Picturing Femininity: Marisa Portolese at McCord Museum

By Katya Conrad

At first glance, Marisa Portolese’s photographs may suggest an almost Instagram-style aesthetic that is merely blown up to fit gallery walls, however a deeper look into her residency at McCord Museum provides an insight into the impact of historical artistic tendencies upon contemporary art today.

Marisa Portolese’s collection at the McCord Museum takes a feminist approach to showcasing her research of the Notman Photographic Archive, containing works made by the photographer William Notman, and interpreting them in her own manner.  The artist-in-residence programme allows artists to exhibit a series of work based on research conducted within the archives of the museum. William Notman’s photographs capture his models in an unusually dignified and respectful manner for his time. Therefore, in accordance with the artist-in-residence programme Portolese aimed to create a connection within her art between representations of women in the present day and those of the past. This is done through posing women in a Victorian style, each with different backgrounds and props in their spheres of existence, borrowing a style that Notman used in his own photographs. However, Portolese adds her own contemporary style to the portraits by employing floral backgrounds, which are a nod to the use of nature in Notman’s own photographs, made to match each photographic protagonist differently. Notman’s aristocratic women are therefore transformed into Portolese’s students, professors and children in a manner which not only embraces femininity but also establishes a connection with the character and persona with each individual woman, allowing them to pursue their own individual dialogues through their unique portraits.

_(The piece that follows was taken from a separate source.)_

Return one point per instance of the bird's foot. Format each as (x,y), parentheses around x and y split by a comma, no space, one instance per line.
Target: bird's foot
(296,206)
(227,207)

The way in which Portolese tackles the idea of the female within art and also within the realm of photography is incredibly refreshing. She allows everyday women to be presented as works of art and as beings worth discussing without the traditional convention of female muses being elevated by male artists. The women depicted come from diverse and inspiring backgrounds, ranging from 6th graders studying dance in high school to a woman who was raised in Saudi Arabia and now works as a doula and midwife’s assistant in Montreal. The exhibition therefore also shows a wide range of women, from various areas of the world who are now based in Montreal, showcasing the diversity of our own community through the elevation of these everyday local women. Thus, Portolese merges photography and autobiography to create pictorial narratives surrounding these women.
Her photographs are taken with an analogue camera to produce negatives which are then scanned and printed in a dark room on photographic paper. The only digital step is when the negatives need to be digitized, whereas Portolese aimed to keep the process of producing the photographs as analogue and true to past techniques as possible. The bright lighting and bold colours of each photograph allow the viewer to gain an even greater connection to the women depicted, in addition to the sheer size of the images which create life size models of these women for the viewer to interact with.
I viewed these pictures almost as sources of reassurance, the fact that women who are like you can be elevated to the realm of art is a message that affirms one’s own identity and purpose. These images inspire a sense of drive and determination through their powerful stances which demonstrate everyday identities. Children, students, older women are all shown as individuals yet equals.
The idea of space is also depicted in a reformative way, while women were traditionally depicted as being closed off in portraits, being confined in a usually domestic space. However, Portolese’s new interpretation frees these figures from the traditional visual language of confinement. She also incorporates two artistic mediums in her work, with painted floral backgrounds adapted for each woman blending in with photographic flowers and props that merge the worlds of modern and early techniques of art making. Thus, bringing to life aspects of everyday femininity, community and aestheticism often forgotten in our modern day lives.